Question by Anton: Why is Pres Obama so afraid of asking real experts any questions about deep water drilling? Funny thing?
Liberals inspire me every minute.
Check this question:
Why are Republicans so afraid of my questions about deep water drilling?
Now lets check the facts, who is afraid of what :
All right, lib, lets listen to oil drilling experts… not
“Under my Administration, the days of science taking a back seat to ideology are over. . . To undermine scientific integrity is to undermine our democracy. . . I want to be sure that facts are driving scientific decisions, and not the other way around.”
—President Obama, April 27, 2009
The President has appointed a seven-person commission to take what he says will be an objective look at what caused the Gulf spill and the steps to make offshore drilling safe. But judging from the pedigree of his commissioners, we’re beginning to wonder if his real goal is to turn drilling into a partisan election issue.
Mr. Obama filled out his commission last week, and the news is that there’s neither an oil nor drilling expert in the bunch. Instead, he’s loaded up on politicians and environmental activists.
One co-chair is former Democratic Senator Bob Graham, who fought drilling off Florida throughout his career. The other is William Reilly, who ran the Environmental Protection Agency under President George H.W. Bush but is best known as a former president and former chairman of the World Wildlife Fund, one of the big environmental lobbies.
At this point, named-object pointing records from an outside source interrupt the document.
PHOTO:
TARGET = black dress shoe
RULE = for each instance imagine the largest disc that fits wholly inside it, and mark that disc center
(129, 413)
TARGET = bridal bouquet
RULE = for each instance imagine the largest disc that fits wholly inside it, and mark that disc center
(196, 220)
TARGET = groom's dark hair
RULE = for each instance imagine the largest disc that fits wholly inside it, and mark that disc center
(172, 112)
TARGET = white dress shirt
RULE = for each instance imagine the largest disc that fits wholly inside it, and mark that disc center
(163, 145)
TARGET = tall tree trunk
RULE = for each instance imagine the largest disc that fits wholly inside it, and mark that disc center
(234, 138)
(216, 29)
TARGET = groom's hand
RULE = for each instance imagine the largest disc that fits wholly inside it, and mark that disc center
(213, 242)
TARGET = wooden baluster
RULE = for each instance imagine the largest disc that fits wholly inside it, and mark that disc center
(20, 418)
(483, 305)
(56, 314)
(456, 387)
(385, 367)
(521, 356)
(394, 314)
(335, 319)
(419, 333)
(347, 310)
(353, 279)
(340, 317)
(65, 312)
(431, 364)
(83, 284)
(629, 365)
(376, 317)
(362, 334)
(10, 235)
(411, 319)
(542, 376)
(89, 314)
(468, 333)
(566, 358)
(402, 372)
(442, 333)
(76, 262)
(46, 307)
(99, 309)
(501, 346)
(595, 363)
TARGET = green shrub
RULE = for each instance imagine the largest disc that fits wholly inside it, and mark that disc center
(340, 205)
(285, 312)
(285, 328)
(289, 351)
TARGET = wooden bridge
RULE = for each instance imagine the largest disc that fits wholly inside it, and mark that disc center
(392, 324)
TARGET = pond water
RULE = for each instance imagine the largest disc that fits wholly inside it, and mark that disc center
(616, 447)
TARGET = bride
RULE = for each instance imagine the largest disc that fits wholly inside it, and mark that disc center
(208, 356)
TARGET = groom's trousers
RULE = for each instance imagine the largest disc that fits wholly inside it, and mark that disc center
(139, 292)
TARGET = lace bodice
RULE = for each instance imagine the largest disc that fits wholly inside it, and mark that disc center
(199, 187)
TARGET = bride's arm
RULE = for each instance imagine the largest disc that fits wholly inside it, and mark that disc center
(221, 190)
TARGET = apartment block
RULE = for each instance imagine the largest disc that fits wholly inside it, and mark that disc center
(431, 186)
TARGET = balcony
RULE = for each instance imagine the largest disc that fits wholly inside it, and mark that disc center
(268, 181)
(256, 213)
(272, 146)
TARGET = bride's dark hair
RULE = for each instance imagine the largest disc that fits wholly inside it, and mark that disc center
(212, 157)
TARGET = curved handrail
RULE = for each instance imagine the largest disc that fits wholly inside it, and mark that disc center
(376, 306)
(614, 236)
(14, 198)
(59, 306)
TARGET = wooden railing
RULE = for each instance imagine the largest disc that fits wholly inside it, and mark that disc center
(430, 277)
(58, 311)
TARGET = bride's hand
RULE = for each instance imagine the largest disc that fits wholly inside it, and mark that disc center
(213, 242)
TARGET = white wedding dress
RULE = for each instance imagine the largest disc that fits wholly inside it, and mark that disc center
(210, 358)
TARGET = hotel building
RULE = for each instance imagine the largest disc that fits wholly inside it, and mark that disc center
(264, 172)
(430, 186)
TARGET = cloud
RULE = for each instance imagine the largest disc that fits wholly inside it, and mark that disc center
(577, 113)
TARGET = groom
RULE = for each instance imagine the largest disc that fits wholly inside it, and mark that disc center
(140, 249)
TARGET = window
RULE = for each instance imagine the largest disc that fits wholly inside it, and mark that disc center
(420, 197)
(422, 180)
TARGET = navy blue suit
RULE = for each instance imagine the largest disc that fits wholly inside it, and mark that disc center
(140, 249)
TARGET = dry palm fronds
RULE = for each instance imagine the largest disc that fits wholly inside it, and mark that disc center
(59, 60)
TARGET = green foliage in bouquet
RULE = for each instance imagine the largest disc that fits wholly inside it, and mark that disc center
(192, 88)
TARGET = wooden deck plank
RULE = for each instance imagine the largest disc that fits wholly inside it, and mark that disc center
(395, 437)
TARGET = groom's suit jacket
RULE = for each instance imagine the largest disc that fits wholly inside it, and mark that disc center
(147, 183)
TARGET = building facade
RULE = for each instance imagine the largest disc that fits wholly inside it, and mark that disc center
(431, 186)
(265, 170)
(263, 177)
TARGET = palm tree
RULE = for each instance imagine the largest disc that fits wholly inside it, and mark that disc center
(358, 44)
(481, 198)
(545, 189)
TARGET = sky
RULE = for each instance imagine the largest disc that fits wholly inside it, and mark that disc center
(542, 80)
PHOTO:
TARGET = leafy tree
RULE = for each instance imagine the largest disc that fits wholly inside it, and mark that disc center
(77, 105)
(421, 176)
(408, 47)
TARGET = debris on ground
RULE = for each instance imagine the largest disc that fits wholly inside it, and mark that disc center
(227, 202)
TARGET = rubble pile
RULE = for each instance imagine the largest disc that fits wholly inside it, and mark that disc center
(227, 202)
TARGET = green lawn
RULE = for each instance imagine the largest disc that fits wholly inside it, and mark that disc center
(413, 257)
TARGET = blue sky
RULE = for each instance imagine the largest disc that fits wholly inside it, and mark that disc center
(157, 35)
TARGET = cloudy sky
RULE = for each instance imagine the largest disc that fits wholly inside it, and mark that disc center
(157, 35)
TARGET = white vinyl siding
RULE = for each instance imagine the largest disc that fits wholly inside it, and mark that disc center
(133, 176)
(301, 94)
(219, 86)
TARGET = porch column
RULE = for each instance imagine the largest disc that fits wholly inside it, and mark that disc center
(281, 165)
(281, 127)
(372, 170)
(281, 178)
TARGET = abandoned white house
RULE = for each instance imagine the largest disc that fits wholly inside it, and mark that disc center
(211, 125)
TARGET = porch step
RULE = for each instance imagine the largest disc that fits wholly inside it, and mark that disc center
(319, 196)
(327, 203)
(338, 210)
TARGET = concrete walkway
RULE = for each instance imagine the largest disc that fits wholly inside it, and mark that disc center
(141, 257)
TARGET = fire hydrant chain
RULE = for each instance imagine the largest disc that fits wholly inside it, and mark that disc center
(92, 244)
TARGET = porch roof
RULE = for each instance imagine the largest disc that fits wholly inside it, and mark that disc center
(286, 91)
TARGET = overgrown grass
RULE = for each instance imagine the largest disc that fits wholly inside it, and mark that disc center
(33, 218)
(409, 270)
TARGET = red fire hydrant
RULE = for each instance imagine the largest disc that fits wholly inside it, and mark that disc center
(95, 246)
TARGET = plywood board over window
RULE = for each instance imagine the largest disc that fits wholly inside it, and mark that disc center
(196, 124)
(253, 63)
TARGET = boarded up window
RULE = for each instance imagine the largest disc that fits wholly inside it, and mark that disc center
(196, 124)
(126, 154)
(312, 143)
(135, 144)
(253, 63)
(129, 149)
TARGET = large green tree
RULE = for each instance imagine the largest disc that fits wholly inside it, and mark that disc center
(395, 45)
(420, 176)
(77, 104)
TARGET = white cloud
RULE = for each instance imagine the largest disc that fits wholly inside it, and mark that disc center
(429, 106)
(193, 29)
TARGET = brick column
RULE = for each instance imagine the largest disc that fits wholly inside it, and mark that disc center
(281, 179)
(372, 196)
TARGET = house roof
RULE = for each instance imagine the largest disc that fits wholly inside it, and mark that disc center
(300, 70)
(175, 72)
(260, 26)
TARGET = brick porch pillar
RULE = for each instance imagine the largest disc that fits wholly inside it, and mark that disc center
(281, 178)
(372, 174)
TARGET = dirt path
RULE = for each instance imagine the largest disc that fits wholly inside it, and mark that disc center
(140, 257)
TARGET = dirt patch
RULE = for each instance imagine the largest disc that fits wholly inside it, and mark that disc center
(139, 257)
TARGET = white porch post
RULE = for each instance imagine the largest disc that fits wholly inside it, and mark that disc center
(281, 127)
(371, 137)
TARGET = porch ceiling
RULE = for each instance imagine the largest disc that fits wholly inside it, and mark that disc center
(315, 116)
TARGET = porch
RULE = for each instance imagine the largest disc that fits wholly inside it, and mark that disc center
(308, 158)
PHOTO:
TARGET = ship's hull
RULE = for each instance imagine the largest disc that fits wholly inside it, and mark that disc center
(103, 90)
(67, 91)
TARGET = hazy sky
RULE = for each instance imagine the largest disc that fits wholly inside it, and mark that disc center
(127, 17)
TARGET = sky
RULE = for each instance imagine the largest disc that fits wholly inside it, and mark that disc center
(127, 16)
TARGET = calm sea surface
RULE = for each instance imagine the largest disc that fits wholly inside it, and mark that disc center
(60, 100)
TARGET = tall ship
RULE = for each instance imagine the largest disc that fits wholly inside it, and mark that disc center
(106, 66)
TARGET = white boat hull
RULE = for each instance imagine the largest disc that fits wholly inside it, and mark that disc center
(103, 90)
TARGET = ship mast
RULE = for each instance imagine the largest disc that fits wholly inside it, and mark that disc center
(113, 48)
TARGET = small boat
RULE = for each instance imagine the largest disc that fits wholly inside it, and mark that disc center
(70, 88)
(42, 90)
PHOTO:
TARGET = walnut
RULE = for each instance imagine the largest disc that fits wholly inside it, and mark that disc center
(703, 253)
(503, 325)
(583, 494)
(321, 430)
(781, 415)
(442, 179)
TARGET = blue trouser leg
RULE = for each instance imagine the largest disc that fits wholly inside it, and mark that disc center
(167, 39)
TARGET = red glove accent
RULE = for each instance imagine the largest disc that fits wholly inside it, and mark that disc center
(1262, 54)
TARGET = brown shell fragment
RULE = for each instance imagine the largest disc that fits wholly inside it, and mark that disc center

The others:
• Donald Boesch, a University of Maryland “biological oceanographer,” who has opposed drilling off the Virginia coast and who argued that “the impacts of the oil and gas extraction industry . . . on Gulf Coast wetlands represent an environmental catastrophe of massive and underappreciated proportions.”
• Terry Garcia, an executive vice president at the National Geographic Society, who directed coastal programs in the Clinton Administration, in particular “recovery of endangered species, habitat conservation planning,” and “Clean Water Act implementation,” according to the White House press release.
• Fran Ulmer, Chancellor of the University of Alaska Anchorage, who is a member of the Aspen Institute’s Commission on Arctic Climate Change. She’s also on the board of the Union of Concerned Scientists, which opposes nuclear power and more offshore drilling and wants government policies “that reduce vehicle miles traveled” (i.e., driving in cars).
• Frances Beinecke, president of the Natural Resources Defense Council, who prior to her appointment blogged about the spill this way: “We can blame BP for the disaster and we should. We can blame lack of adequate government oversight for the disaster and we should. But in the end, we also must place blame where it originated: America’s addiction to oil.”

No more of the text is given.